Policies are initialized by behavioral cloning (BC) from the expert trajectories to warm-start imitation and stabilize adversarial training.

4. Sensor Preprocessing and Multi-Modal Integration

Raw sensor input consists of 24 LIDAR beams spaced at 15° increments, delivering both distance and relative velocity per spatial direction. The system constructs a $2N$-dimensional observation vector $s = (d_1, \ldots, d_N, v_1, \ldots, v_N)$. Online normalization is employed by maintaining running estimates of the mean $\mu_t$ and covariance $\Sigma_t$, with normalized states $s_\text{norm} = \Sigma_t^{-1/2}(s - \mu_t)$ provided to the policy MLP. This approach supports real-time integration of rich sensor modalities required for robust multi-lane navigation and dense traffic contexts.

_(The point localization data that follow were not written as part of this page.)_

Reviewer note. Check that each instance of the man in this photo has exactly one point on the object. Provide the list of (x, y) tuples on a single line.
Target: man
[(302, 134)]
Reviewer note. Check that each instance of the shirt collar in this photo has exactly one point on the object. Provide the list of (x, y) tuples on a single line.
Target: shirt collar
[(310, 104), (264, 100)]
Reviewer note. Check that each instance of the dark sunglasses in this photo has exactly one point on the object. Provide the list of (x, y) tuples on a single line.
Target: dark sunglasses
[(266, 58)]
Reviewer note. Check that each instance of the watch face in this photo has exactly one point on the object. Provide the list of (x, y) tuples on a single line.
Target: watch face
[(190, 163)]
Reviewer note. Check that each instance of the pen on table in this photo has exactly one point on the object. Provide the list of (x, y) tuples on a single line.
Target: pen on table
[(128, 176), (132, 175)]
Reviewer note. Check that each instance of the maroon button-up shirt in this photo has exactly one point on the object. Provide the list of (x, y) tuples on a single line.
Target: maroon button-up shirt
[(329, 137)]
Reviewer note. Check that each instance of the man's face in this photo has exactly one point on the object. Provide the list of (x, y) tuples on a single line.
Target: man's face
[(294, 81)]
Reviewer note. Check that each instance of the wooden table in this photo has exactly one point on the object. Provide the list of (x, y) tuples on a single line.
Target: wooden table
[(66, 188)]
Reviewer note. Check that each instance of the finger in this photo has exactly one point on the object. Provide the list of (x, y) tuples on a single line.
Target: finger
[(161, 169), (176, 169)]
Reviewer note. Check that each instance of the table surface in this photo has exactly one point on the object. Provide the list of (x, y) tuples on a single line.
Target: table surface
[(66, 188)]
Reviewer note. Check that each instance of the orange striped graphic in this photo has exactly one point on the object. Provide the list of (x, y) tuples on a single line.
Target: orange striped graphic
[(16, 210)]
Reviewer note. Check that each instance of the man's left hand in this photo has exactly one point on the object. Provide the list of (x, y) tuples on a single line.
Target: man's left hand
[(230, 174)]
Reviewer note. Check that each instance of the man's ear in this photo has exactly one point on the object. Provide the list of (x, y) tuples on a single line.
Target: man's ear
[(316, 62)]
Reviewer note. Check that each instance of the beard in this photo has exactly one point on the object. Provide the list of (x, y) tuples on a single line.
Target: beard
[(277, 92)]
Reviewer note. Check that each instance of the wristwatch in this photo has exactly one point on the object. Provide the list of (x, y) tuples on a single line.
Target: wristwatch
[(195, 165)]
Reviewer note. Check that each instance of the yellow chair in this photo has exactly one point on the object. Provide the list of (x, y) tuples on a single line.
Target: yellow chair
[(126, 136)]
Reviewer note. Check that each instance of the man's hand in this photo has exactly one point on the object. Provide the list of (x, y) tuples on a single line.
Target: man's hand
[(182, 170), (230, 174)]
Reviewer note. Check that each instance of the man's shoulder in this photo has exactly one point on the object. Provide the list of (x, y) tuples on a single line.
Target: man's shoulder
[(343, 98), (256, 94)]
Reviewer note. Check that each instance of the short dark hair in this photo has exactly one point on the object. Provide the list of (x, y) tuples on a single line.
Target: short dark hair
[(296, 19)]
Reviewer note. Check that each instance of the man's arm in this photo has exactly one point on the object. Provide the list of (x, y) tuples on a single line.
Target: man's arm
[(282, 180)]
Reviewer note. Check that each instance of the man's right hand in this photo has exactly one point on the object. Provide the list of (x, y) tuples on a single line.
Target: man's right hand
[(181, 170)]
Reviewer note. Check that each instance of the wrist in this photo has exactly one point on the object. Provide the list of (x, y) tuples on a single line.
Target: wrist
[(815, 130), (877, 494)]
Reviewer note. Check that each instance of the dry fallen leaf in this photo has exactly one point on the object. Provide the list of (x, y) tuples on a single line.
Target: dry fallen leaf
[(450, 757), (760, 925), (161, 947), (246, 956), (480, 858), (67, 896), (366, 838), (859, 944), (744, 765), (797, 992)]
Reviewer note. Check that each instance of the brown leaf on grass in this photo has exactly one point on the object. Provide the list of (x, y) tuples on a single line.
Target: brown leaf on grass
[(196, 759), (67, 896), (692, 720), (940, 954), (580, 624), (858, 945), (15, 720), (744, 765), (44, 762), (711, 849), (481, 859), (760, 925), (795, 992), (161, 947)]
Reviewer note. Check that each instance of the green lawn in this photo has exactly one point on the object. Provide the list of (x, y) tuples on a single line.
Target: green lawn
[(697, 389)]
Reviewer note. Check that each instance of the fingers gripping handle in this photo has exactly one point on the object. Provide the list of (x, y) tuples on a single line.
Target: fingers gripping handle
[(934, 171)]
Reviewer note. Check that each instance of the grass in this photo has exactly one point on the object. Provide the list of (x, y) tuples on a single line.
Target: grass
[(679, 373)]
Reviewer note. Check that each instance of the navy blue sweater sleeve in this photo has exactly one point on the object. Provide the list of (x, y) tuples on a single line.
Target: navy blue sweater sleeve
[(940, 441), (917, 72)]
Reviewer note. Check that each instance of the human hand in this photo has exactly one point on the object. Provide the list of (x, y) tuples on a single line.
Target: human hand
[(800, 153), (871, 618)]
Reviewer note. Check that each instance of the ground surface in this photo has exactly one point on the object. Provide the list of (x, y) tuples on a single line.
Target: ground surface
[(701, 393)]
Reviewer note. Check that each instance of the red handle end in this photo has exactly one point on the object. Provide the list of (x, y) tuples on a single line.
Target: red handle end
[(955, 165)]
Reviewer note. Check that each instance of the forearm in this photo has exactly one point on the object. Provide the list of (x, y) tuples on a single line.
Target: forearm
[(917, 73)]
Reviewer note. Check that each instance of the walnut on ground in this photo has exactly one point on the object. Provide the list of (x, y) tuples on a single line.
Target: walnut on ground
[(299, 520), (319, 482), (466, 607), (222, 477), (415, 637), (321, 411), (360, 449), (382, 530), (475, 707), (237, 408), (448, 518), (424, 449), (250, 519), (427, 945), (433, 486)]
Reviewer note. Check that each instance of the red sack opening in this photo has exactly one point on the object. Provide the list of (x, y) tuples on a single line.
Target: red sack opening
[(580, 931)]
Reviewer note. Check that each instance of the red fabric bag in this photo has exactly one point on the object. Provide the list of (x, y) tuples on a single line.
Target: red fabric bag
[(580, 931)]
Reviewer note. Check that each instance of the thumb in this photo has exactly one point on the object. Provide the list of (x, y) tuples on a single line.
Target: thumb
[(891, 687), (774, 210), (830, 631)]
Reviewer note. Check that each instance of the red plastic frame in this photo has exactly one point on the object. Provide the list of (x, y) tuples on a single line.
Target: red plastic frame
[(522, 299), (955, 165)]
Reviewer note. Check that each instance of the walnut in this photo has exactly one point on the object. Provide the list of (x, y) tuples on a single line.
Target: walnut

5. Hierarchical Module Gating and Action Arbitration

At each timestep, the higher-order ADAS policy (the "supervisor") selects an action $a_t \in \{1, \ldots, 5\}$. A one-hot vector $g \in \{0,1\}^3$ determines active low-level controllers:

• $$g_\text{ACC} = I[a_t \in \{\text{accelerate},\text{decelerate}\}]$$
• $g_\text{AEB} = I[a_t = \text{decelerate}]$
• $$g_\text{LKS} = I[a_t \in \{\text{lane-left},\text{lane-right}\}]$$

Only one ADAS function—or a deterministic combination—executes for the given high-level decision. This discrete, hard-hierarchy gating is central to the RAIL approach, though the architecture is amenable to soft, continuous mixing weights $w(s) \in \Delta^M$ should extension to blended control be sought.

6. Empirical Evaluation and Performance Analysis

The efficacy of higher-order ADAS coordination via RAIL is established in a simulated five-lane highway environment with randomly spawned vehicles and stochastic, but non-colliding, agent behavior. Key evaluation metrics include average speed, frequency of overtakes and lane-changes, longitudinal rewards (speed-centric), and lateral rewards (maneuver decisiveness). Table 1 summarizes representative performance over 16 episodes (40 trajectories):

Metric	RAIL (2-layer)	RAIL (1-layer)	Expert
Speed (km/h)	70.38	65.00	68.83
Overtakes	45.04	40.03	44.48
Lane-changes	15.01	13.05	14.04
Longitudinal	2719.38	2495.57	2642.11
Lateral	–122.98	–175.60	–132.52

The 2-layer RAIL policy matches or slightly surpasses the expert in speed and overtaking, while maintaining similar lane-changing patterns. Even linear (1-layer) policies reach approximately 90% of expert performance. Sample efficiency is superior: near-expert performance is achieved with only a few dozen expert trajectories, outperforming GAIL+TRPO/PPO baselines in both stability and data efficiency. This indicates that high-level, adversarially-trained, derivative-free parameter optimization techniques are effective for real-world ADAS module coordination, particularly when rich sensor streams are integrated and strict real-time constraints must be satisfied (Shin et al., 2019).